For more than a decade, Krista Rossow has worked as a photographer, photo editor, and educator for National Geographic. She began her career as a photo editor at National Geographic Traveler magazine, where she shaped compelling stories from world-class imagery. In her freelance career, she has shot feature stories as a contributing photographer for Traveler in South Africa, Costa Rica, New Zealand, Japan, and various U.S. cities. She regularly judges Instagram contests for @NatGeoTravel and photo edits for National Geographic Books. Krista travels with National Geographic Expeditions teaching photography around the world–from the Galápagos Islands, Patagonia, and Peru to Alaska, Antarctica, and the Arctic. She sees the camera as a tool for understanding new cultures, meeting the locals, and exploring the natural world. Her images are represented by National Geographic Creative.

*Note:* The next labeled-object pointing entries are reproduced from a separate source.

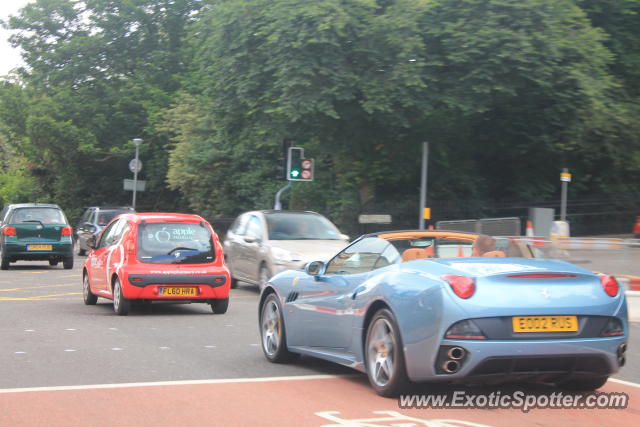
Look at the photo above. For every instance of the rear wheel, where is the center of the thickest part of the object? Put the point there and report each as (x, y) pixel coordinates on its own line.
(4, 261)
(67, 263)
(88, 296)
(121, 305)
(384, 357)
(584, 384)
(272, 332)
(78, 249)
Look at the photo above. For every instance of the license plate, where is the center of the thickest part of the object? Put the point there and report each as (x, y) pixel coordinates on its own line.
(178, 292)
(39, 247)
(545, 324)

Award-winning photographer, journalist, and author Kike Calvo specializes in culture and environment. He has been on assignment in more than 90 countries, working on stories ranging from belugas in the Arctic to traditional Hmong costumes in Laos. Kike's images have been published in National Geographic, New York Times, Time, The Wall Street Journal, The Washington Post, New York Magazine, Rolling Stone, and Vanity Fair, among others. He is a regular contributor to National Geographic's Voices blog, and his images are represented by National Geographic Creative. Kike is pioneering in using small unmanned aerial systems to produce aerial photography as art, and as a tool for research and conservation. He is also known for his iconic photographic project, World of Dances, on the intersection of dance, nature, and architecture. He has authored nine books, including Drones for Conservation; So You Want to Create Maps Using Drones?; Staten Island: A Visual Journey to the Lighthouse at the End of the World; and Habitats, with forewords by David Doubilet and Jean-Michel Cousteau. Kike has been part of scientific river expeditions in Colombia, Brazil and Peru. Traveling from Leticia to Iquitos he has photographed multiple locations including Maracha, Puerto Nariño, Marasha Reserve, Amacayacu Forest Reserve, Tarapoto Lake, Marañon and Loreto Yacu. He has been an advocate for responsible pink dolphin observation practices in partnership with Omacha Foundation, multiple tour operators, and Peruvian authorities. Along the way, Kike’s team rescued a one-week old Amazon pink river dolphin (Inia Geoffrensis) in 2011 that had been separated from his mother and captured by fishermen. He also enjoys teaching photography workshops and has been a guest lecturer at leading institutions like the School of Visual Arts and Yale University.